The behavioral microstructure of a memory-guided food-caching behavior and its relationship to hippocampal replay

Project Summary The hippocampus is a critical site for rapid memory formation and retrieval, with extensively documented functions representing spatial and navigational variables, yet less is known of the means by which it guides behavior. Bursts of hippocampal activity identified in many species as sharp-wave ripple (SWR) events are promising neural mechanisms to link hippocampal activity and behavioral function, since during SWRs hippocampus can represent positions the animal previously experienced, or will traverse in the near future.
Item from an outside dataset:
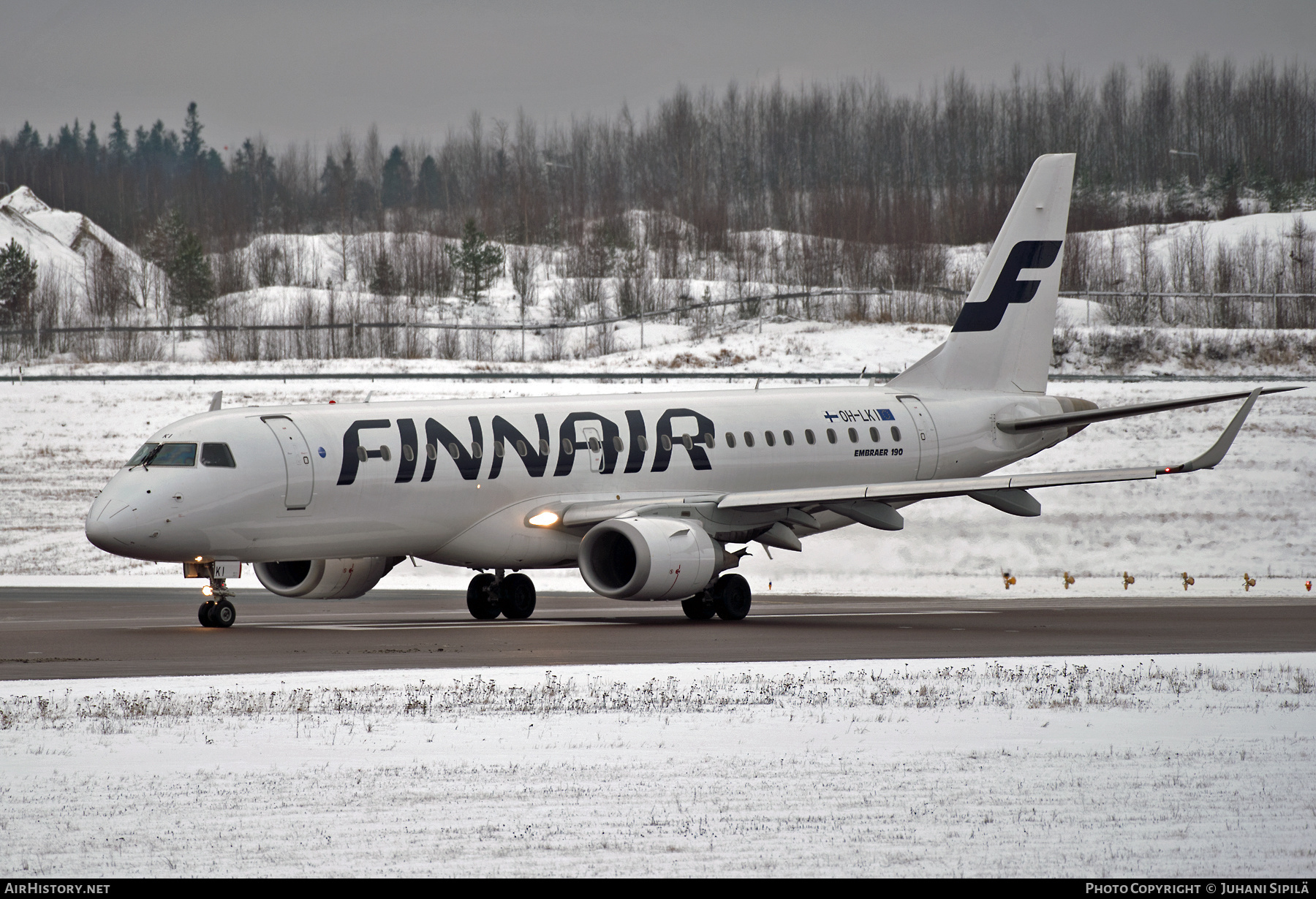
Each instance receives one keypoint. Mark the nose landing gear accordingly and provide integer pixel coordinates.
(490, 595)
(217, 611)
This proposal considers the food-caching behaviors of chickadees, who use a hippocampal-dependent, one- shot memory to guide cache retrieval. This behavior is exceptionally promising to link hippocampal activity to individual experiences, which has been a barrier to determining the nature of representations during SWR and their function in previous studies. These studies will develop a comprehensive account of how chickadee behavior is affected by cache site memory, determine whether SWRs are related to memory-specific components of caching behavior, and determine whether SWRs represent individual cache sites to assist later retrieval. I hypothesize that memory-guided behavior is distinguishable from random foraging. I will use video tracking to measure the behavioral microstructure of chickadee caching behavior, including postural and gaze time series, and develop quantitative models of behavioral motifs and their temporal structure. Using these tools to compare memory-guided and random foraging behaviors, I will develop decoders that indicate precisely how and when behavior appears memory-guided. I hypothesize that SWRs occur more often, and are more predictive of behavior, when behavior is memory- guided. I will use electrophysiology in freely moving chickadees during caching to relate SWRs to the microstructural analysis of behavior and decoding of behavioral strategy. I hypothesize that SWRs reactivate representations of previous, individual caching events, and that this reactivation improves subsequent retrieval for that individual site. Using electrophysiological recordings in caching birds, I will relate reactivations to the accuracy of retrieval behavior. Using online SWR detection and suppression, I will further determine if SWRs causally affect later retrieval behavior.